When I came to Montgomery to watch the debate over the Bible literacy
bill, I had expected something pro forma, a Bible love-fest. Alabama is,
after all, God's country. On the drive from Atlanta, I sampled some of
the area's many Christian radio stations to catch up on the Christian
rock that doesn't get played as often in Washington-some classic Amy
Grant, a little Third Day, and a new group, Jonah 33 (think 3 Doors
Down, but with more Jesus lyrics). Outside, it looked like the good Lord
could have reached down and molded Adam out of the red clay. This is the
state that produced Judge Roy Moore and the Ten Commandments statue.
Martin Luther King Jr., pastored his first church here, Dexter Avenue
Baptist. In Snead, a convenience-store owner offers free coffee or soda
to anyone who recites the Bible verse of the month, and people do it
because it's a two-fer: Learn the Bible and get a free Dr. Pepper.
As far as people around here are concerned, you can always use a little
more Bible. It's not taught in the schools very often because the
Supreme Court ruled in 1963 that public schools couldn't hold devotional
classes, and many school boards-unsure of how else to teach about the
Bible-don't want to get sued. But when some local leaders learned last
summer about a curriculum package produced by the Bible Literacy Project
out of Fairfax, Va., the problem seemed to be solved. The course
presents the Bible in a historical and cultural context-giving students
a better understanding of biblical allusions in art, literature, and
music. More importantly, it has been vetted by conservative and liberal
legal experts to withstand constitutional challenge.
One of the leading advocates of the Bible course, Dr.

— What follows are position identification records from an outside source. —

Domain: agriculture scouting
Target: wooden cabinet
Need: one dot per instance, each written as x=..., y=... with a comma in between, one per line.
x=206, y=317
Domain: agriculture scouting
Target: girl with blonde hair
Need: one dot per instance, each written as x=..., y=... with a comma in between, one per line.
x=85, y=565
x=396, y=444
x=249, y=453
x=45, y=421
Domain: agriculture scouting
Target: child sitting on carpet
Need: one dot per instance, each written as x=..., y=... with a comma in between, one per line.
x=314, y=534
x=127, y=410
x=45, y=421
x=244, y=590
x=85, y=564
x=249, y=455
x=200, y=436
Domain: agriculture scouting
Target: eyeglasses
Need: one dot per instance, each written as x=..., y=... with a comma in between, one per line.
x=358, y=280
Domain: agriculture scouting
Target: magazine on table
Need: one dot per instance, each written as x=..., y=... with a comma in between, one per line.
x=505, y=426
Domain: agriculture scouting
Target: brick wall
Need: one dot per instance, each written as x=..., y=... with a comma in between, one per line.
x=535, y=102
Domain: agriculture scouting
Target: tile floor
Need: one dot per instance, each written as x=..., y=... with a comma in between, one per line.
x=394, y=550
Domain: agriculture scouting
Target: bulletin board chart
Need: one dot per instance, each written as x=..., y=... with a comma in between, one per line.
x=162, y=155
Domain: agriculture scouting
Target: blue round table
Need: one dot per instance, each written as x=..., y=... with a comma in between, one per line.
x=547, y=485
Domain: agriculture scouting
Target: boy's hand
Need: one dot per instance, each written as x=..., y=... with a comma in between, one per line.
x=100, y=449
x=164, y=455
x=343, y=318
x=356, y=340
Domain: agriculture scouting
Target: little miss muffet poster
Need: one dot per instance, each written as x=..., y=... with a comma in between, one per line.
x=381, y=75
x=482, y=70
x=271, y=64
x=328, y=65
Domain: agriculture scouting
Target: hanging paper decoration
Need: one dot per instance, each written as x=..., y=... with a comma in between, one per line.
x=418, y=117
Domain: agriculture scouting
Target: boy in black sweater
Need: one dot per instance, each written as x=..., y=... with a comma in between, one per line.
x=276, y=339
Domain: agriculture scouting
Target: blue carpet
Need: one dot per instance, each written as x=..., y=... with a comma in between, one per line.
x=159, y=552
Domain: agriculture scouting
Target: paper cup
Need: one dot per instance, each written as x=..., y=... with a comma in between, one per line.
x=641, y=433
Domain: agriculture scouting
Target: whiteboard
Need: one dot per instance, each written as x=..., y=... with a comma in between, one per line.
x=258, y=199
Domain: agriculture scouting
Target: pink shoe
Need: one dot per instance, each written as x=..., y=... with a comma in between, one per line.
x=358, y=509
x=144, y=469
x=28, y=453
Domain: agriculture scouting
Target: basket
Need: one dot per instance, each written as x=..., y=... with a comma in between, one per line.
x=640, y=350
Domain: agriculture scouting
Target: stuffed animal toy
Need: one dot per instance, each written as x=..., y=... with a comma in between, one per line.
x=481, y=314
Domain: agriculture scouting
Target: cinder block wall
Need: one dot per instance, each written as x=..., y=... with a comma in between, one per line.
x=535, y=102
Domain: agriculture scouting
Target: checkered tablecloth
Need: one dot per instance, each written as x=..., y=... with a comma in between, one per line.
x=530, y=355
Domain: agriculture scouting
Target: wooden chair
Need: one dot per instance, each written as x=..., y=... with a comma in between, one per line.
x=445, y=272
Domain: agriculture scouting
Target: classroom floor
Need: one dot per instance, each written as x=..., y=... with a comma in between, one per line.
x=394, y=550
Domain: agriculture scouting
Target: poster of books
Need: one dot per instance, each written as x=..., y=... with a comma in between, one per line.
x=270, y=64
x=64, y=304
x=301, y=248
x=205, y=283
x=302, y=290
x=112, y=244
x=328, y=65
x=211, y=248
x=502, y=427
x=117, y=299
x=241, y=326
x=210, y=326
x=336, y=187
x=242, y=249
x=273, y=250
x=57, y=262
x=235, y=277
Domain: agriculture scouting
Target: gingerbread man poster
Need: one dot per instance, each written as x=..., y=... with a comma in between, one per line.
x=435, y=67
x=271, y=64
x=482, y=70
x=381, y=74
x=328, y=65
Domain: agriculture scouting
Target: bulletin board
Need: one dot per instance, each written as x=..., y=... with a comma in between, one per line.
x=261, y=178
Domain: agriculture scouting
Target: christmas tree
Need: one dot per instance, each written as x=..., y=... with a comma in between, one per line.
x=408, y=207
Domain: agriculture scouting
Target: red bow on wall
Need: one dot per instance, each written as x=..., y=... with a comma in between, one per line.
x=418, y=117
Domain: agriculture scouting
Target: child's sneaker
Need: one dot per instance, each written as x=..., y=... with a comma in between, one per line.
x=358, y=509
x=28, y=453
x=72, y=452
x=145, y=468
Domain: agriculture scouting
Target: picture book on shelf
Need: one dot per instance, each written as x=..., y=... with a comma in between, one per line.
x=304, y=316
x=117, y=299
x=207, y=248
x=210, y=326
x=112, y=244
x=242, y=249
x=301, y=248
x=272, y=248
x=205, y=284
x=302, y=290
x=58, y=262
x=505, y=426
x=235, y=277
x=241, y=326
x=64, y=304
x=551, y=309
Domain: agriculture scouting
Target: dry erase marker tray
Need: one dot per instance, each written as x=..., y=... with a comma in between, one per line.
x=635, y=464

Randy Brinson, met
me at entrance to the state house. Brinson, a tall sandy-haired
physician from Montgomery who speaks with a twang and the earnest
enthusiasm of a youth-group leader, is a lifelong Republican and founder
of Redeem the Vote, a national voter registration organization that
targets evangelicals. Since discovering the Bible literacy course, he
has successfully lobbied politicians in Florida, Georgia, and Missouri
to introduce bills that would set up similar classes. But it is here at
home that he's encountered the most resistance. "You should see who's
against this thing," he told me, shaking his head.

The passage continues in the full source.